Claves para valorar un empleo



ENRIQUE GALLUD JARDIEL
 
Si puedes permitírtelo, no digas «sí» a la primera: elige lo mejor

Muchas veces trabajamos donde podemos y aceptamos lo que se nos ofrece. En una sociedad bien constituida, una persona formada debería poder escoger siempre la empresa en la que integrarse. Si estás en ese caso, he aquí algunos datos que conviene conocer para valorar una oferta de trabajo.

1.- La compañía. Antes de la entrevista, investiga a la empresa. Conoce sus valores, costumbres y objetivos. Asegúrate de que es solvente y respetada. Entérate de si ha realizado despidos masivos en el pasado o si ha tenido problemas sindicales. Estudia su publicidad y su web.

2.- Tu designación. Esto parece simple, pero es esencial para conocer tus responsabilidades y status en la organización. No es lo mismo ser ingeniero que ingeniero técnico. Entérate de qué significan tales diferencias. Pregunta cuanto antes el rango de tu inmediato superior. Esto es lo que determina realmente tu importancia.

3.- Labor. Tu trabajo no debe ser sólo una fuente de ingresos. Ha de constituir un reto, una oportunidad de mejorar y también de disfrutar con lo que haces. Pregúntate si existen posibilidades de ascenso en un tiempo prudente. ¿Tendrás que viajar? ¿Es costumbre hacer horas extraordinarias? Hazte este tipo de preguntas.

4.- Fecha de inicio. Debes ser flexible, pero quizá tengas compromisos anteriores. Si la empresa quiere tus servicios, se amoldará a ti dentro de lo razonable. Las exigencias en cuanto al comienzo de la labor no son buen síntoma: necesitan urgentemente a alguien.
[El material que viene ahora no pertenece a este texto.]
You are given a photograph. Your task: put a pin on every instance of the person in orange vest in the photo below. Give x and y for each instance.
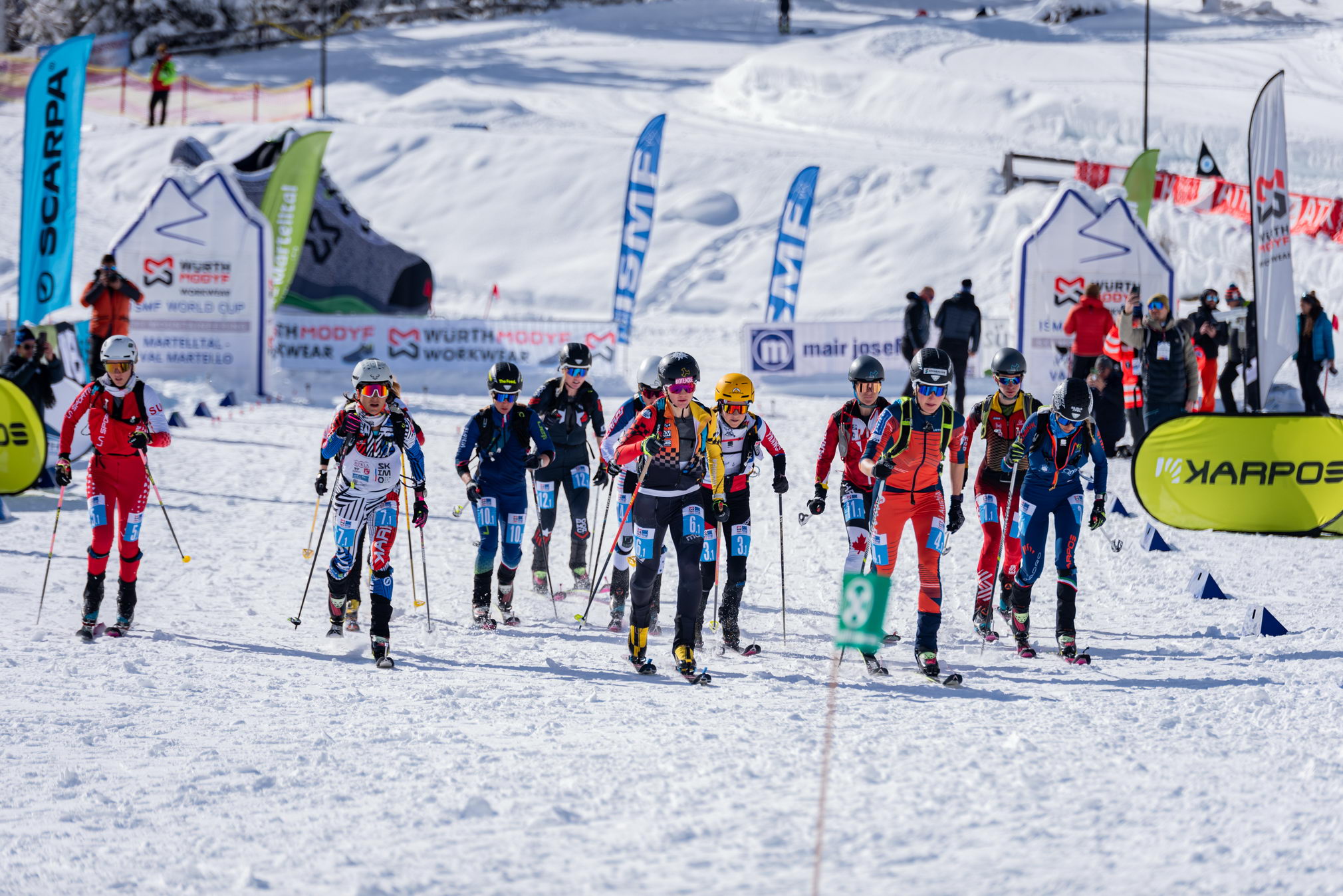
(162, 78)
(109, 294)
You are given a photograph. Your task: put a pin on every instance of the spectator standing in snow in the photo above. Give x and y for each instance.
(1315, 347)
(958, 320)
(1087, 323)
(162, 78)
(109, 294)
(917, 328)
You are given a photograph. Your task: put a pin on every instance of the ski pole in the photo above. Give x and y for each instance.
(185, 558)
(596, 582)
(783, 592)
(50, 551)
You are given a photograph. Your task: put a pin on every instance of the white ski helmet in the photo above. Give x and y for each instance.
(118, 348)
(371, 370)
(648, 372)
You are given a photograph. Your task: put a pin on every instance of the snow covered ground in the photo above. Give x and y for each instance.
(218, 748)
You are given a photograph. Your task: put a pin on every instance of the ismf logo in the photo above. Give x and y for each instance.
(771, 350)
(1271, 195)
(1068, 290)
(404, 343)
(159, 271)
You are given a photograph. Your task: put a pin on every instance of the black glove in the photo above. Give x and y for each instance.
(1098, 518)
(955, 516)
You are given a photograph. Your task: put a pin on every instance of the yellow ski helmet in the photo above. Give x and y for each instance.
(735, 389)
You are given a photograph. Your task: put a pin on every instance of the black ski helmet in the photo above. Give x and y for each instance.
(865, 368)
(1072, 401)
(575, 355)
(1009, 362)
(677, 366)
(931, 367)
(505, 378)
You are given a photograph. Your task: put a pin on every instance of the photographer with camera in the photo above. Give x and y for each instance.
(109, 294)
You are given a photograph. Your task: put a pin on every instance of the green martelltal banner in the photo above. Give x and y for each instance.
(1267, 473)
(288, 203)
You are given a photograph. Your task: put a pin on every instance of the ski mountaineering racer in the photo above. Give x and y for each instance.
(672, 439)
(125, 419)
(739, 434)
(646, 394)
(998, 418)
(846, 434)
(566, 405)
(367, 439)
(1054, 443)
(904, 456)
(501, 435)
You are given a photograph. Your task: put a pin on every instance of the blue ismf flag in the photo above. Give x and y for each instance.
(791, 246)
(638, 223)
(53, 114)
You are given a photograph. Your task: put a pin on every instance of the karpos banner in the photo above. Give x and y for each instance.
(1269, 473)
(53, 116)
(637, 226)
(200, 254)
(1078, 241)
(821, 348)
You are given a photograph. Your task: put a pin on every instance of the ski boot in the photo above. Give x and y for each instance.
(125, 608)
(380, 653)
(638, 643)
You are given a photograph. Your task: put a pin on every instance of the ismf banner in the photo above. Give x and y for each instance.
(1271, 473)
(637, 225)
(1079, 239)
(200, 254)
(435, 352)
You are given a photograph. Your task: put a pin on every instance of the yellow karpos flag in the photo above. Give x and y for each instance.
(23, 441)
(1269, 473)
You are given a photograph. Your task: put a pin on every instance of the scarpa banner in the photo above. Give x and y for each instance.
(23, 449)
(430, 351)
(791, 246)
(637, 227)
(53, 116)
(200, 254)
(821, 348)
(1078, 241)
(288, 205)
(1269, 473)
(1271, 241)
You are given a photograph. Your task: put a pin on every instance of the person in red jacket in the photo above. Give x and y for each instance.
(125, 418)
(1088, 324)
(109, 294)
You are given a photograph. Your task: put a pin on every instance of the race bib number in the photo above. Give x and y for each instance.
(487, 514)
(692, 522)
(642, 543)
(513, 532)
(741, 544)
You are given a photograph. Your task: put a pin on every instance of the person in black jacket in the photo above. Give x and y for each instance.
(1107, 385)
(34, 368)
(567, 405)
(958, 318)
(917, 328)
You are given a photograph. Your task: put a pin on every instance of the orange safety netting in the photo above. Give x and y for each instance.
(120, 92)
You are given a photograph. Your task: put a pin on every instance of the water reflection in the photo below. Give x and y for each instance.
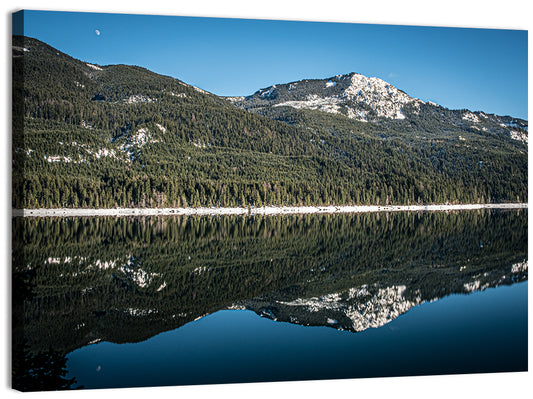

Hoy ese alguien eres tú, pero te pueden sustituir fácilmente en el futuro.

5.- Sueldo. No te centres en la cantidad de euros que percibirás. ¿Hay comisiones, dietas u otro tipo de incentivos salariales? En algunas profesiones esto hace toda la diferencia. ¿Habrá aumentos regulares o en relación con los beneficios de la empresa?

6.- Compensaciones. Aparte del sueldo, entérate de qué otro tipo de incentivos ofrecen: seguros médicos privados, ayudas para traslados, medios de transporte, reducciones en compras y servicios relacionados con la empresa e incluso facilidades para la compra de acciones.

7.- Desarrollo profesional. Es bueno saber si la empresa considera a sus empleados como una inversión a largo plazo. ¿Tiene empleados que lleven muchos años en la firma? ¿Subvenciona la empresa programas de capacitación y da facilidades para el aprendizaje de nuevas herramientas laborales? Pregunta en qué estadio estarías cualificado para un ascenso

8.- Entorno. Si aceptas el empleo, pasarás mucho tiempo en el lugar y las condiciones que la compañía elige. Es importante que sea un ambiente limpio, sano y alegre. Un inadecuado lugar de trabajo, un mobiliario incómodo, una mala iluminación o ventilación puede tener efectos muy nocivos para tu salud y tu estado de ánimo, haciéndote muy desagradable tu tarea.